Il padre lo guardò con attenzione.

— Spero che tu sia abbastanza grande da capirci. La mamma voleva una bambina da tempo. Quando sei nato tu, vivevamo in affitto. La mamma stava a casa con te, lavoravo solo io, i soldi bastavano a malapena per il necessario. Così decidemmo di non affrettarci con il secondo figlio. Poi è morta la nonna e i miei genitori ci hanno dato il suo appartamento. Te la ricordi la nonna?

Genka scrollò le spalle.

— Facemmo un po’ di lavori e ci trasferimmo. Quando sei cresciuto e la mamma è tornata a lavorare, con i soldi è andata meglio, ho comprato la prima macchina. La bambina l’abbiamo rimandata ancora, dicendo che avremmo fatto in tempo. Poi semplicemente non ci riusciva. E adesso che avevamo smesso di sperare e di aspettare…

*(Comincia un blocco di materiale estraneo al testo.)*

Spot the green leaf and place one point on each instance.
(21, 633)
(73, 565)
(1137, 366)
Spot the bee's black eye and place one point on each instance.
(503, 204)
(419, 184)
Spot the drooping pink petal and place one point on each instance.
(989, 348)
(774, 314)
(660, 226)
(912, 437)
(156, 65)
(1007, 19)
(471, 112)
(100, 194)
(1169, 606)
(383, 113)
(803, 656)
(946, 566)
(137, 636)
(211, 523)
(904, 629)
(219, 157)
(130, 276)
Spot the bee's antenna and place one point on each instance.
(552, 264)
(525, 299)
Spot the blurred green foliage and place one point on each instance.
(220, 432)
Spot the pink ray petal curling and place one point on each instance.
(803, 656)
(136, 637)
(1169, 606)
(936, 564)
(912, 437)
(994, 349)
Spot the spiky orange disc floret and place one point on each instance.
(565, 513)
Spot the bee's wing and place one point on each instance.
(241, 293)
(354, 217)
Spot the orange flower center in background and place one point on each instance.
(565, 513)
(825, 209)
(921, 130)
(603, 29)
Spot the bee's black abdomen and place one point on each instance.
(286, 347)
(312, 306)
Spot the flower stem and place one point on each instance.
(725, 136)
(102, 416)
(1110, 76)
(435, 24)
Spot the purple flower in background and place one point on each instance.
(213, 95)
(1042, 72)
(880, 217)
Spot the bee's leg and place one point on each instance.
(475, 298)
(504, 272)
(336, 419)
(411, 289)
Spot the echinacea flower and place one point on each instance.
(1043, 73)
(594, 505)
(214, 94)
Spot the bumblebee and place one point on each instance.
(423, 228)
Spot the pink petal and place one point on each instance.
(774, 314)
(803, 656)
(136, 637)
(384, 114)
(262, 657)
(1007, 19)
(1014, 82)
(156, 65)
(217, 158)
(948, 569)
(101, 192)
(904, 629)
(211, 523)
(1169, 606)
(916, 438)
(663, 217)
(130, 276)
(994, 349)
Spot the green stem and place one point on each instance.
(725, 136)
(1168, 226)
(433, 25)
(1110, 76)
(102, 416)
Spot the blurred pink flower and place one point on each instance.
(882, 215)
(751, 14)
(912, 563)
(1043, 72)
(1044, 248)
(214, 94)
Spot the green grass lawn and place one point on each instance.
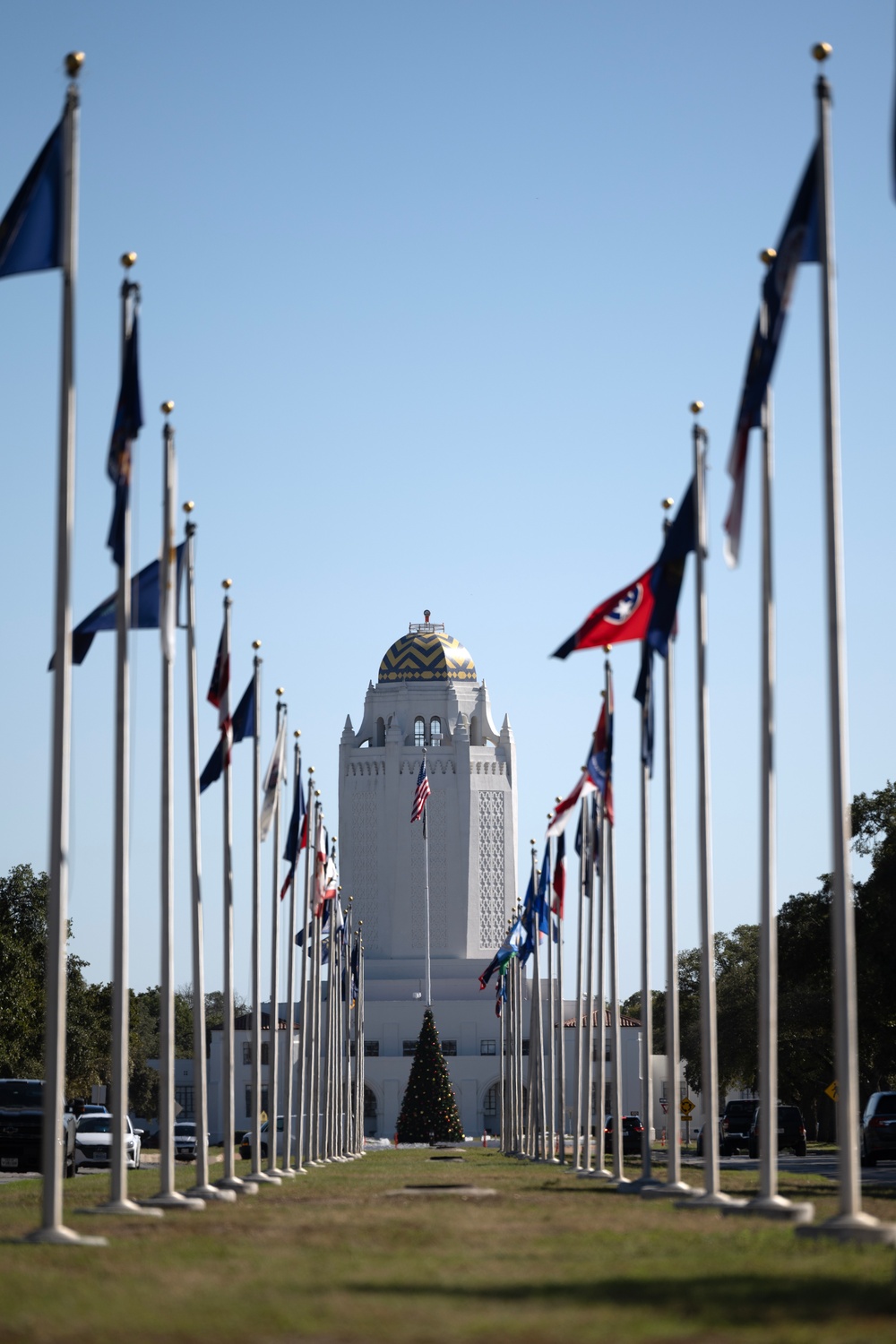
(330, 1257)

— Spero che sia una femmina, come vuole la mamma. Certo, la nostra mamma è giovane, ma non è una ragazzina. Quindi cerca almeno di non innervosirla, così non si preoccupa. Pensa prima di rispondere male o dire qualcosa di superfluo. Se c’è qualcosa, dillo a me. D’accordo?

— Sì, ho capito, papà.

Poi vennero a sapere che sarebbe stata davvero una femmina. In casa cominciarono ad apparire vestitini rosa per bambini. A Genka sembravano minuscoli, da bambola. Arrivò la culla. La mamma spesso si estraniava dalla conversazione, sedeva assorta come in ascolto di se stessa. Allora il padre, preoccupato, chiedeva se andasse tutto bene. E a Genka si trasmetteva l’inquietudine del padre.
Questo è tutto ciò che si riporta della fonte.